Electronic Structures of the Methyl Radical: Effect of 3s Atomic Orbital of Carbon

Abstract

By taking the 3s orbital of carbon into account, the self‐consistent‐field (SCF) LCAO—MO method has been applied to the ground state of the methyl radical. The 3s AO used has been determined for the valence state V₄(1s²2s2pπ₊2pπ_—3s) by a variational procedure, so that the orbital exponent of the 3s simple Slater AO obtained is 0.6374 instead of Slater's value 0.4833. For the other states with 3s AO, it is similarly concluded that good approximate 3s orbitals cannot be obtained by using Slater's rule, and more satisfactory shielding constants for the extra‐valence‐shell electron are given. Interactions between all electrons have been taken into consideration but the orthogonality relationship between 1s orbitals of carbon and hydrogen has been assumed. For the MOs occupied in the ground state, the forms are hardly changed by the inclusion of the 3s AO, and the contribution of the 3s AO is very small.

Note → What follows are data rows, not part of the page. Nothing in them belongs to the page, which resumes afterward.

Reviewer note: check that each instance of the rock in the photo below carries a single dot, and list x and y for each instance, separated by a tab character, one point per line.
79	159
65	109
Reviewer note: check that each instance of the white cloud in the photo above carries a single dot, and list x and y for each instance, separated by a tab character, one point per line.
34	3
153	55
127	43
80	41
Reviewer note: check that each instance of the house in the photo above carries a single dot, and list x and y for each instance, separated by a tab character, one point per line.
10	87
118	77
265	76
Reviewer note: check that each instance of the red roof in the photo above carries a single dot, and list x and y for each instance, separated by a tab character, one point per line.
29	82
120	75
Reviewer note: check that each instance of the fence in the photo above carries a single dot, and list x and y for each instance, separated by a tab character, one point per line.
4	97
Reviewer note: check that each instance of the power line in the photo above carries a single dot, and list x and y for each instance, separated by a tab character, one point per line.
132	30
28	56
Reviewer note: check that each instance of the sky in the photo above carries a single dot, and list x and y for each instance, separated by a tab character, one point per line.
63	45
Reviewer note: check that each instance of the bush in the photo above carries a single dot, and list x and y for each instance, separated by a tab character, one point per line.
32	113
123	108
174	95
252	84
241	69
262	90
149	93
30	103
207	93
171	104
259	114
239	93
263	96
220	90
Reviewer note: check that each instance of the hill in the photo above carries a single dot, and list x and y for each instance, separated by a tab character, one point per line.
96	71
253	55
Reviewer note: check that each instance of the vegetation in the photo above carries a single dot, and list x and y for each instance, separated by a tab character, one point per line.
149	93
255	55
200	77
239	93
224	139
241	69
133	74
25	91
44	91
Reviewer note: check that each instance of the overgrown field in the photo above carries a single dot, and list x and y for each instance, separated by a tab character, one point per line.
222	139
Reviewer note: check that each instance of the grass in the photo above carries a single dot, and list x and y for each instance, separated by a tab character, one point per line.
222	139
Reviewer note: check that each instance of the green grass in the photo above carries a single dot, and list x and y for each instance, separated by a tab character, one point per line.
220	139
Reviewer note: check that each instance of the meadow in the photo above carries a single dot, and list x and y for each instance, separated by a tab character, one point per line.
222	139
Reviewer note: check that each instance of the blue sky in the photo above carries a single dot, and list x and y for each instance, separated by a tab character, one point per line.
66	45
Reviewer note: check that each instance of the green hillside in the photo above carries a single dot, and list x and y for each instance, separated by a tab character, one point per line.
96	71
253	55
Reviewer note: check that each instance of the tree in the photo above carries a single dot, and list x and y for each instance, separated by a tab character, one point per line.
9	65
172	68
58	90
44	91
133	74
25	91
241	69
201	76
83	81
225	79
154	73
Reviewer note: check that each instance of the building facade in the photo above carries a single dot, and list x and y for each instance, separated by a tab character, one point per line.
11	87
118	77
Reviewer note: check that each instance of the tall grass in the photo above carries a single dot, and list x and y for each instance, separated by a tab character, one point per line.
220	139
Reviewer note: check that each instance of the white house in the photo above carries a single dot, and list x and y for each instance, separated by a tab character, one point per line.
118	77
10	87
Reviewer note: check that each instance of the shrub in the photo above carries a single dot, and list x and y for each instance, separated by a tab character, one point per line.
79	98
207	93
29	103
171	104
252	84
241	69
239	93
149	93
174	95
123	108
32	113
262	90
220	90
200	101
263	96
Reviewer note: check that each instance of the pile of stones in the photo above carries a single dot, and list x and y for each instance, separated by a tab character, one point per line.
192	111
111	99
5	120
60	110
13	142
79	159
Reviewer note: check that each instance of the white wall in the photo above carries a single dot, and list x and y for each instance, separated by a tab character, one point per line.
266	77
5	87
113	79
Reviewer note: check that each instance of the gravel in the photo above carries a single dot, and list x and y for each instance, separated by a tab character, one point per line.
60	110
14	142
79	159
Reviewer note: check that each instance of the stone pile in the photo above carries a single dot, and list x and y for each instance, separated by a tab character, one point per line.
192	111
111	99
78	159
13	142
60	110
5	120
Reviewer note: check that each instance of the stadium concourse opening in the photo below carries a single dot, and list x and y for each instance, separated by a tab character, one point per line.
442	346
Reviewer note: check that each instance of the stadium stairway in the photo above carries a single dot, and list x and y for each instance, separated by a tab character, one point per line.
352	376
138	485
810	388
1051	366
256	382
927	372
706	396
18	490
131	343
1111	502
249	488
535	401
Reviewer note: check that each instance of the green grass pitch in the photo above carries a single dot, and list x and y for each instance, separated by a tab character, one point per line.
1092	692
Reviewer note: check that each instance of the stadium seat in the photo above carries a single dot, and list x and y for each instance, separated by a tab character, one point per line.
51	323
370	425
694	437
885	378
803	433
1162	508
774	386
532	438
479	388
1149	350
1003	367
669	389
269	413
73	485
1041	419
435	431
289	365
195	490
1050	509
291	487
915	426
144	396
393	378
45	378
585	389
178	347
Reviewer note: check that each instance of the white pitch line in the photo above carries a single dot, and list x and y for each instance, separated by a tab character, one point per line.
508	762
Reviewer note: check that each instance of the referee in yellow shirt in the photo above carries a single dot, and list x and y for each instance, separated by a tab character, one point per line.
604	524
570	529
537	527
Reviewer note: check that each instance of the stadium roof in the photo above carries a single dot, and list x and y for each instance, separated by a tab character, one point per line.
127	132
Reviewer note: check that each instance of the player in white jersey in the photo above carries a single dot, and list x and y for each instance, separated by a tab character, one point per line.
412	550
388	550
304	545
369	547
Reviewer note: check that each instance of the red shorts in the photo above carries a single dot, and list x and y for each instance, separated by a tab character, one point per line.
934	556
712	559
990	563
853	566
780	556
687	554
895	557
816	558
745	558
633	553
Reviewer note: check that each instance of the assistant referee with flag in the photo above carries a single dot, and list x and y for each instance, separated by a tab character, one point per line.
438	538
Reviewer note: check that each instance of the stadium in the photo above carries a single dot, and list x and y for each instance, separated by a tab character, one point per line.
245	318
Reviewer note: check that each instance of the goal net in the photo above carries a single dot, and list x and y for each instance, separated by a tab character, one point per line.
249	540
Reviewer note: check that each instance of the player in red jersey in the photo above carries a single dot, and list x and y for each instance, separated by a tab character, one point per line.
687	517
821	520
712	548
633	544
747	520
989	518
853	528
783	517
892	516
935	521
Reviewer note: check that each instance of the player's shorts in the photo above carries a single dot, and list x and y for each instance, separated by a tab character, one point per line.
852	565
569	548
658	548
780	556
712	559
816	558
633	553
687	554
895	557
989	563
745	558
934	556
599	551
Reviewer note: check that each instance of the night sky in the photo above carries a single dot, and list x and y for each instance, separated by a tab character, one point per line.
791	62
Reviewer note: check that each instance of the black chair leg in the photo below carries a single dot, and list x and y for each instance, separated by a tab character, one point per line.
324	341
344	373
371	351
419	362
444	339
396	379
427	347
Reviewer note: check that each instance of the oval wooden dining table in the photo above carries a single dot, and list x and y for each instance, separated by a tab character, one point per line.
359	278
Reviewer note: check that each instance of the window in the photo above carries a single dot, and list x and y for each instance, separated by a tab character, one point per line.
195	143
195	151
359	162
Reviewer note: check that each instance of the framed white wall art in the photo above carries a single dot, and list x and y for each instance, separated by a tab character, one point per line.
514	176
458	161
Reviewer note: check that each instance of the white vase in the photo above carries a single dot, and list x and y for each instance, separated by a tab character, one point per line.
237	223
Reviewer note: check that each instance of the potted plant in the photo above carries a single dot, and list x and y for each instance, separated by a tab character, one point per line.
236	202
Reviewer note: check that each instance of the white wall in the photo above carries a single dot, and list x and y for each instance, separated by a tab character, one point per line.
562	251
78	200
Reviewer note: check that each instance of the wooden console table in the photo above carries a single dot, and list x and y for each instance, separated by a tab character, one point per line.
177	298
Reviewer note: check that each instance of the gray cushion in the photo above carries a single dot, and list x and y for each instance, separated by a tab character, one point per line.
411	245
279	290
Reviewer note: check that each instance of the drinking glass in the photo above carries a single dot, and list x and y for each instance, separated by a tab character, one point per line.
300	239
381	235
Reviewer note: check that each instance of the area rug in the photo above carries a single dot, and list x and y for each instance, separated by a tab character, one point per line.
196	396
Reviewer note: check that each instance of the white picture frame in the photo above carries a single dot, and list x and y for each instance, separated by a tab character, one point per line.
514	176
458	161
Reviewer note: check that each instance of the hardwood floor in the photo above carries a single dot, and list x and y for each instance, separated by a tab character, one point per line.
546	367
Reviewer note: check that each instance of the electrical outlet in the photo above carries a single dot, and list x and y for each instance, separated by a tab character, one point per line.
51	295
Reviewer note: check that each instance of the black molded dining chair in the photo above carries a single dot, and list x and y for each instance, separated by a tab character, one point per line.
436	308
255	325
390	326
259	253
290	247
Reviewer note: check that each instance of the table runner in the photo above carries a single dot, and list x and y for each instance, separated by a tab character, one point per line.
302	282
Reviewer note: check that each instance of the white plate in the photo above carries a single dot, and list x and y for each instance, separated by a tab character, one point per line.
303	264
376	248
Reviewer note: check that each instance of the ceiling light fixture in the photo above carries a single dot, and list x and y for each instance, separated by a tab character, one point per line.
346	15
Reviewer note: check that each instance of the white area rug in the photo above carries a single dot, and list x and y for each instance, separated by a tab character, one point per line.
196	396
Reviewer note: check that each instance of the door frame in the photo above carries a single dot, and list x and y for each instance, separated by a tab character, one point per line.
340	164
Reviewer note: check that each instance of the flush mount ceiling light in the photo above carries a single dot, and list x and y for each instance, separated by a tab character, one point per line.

For the lowest vacant orbital, however, this contribution is exceedingly great and qualitatively the conventional approximation by the 3s AO is rather more satisfactory than the use of the antibonding LCAO—MO constructed by the valence‐shell orbitals. In the lower electronic states calculated, such properties are prominent and the agreements with the observations are relatively good, especially by the inclusion of the 3s AO. The influence of the other extra‐valence‐shell orbitals is discussed.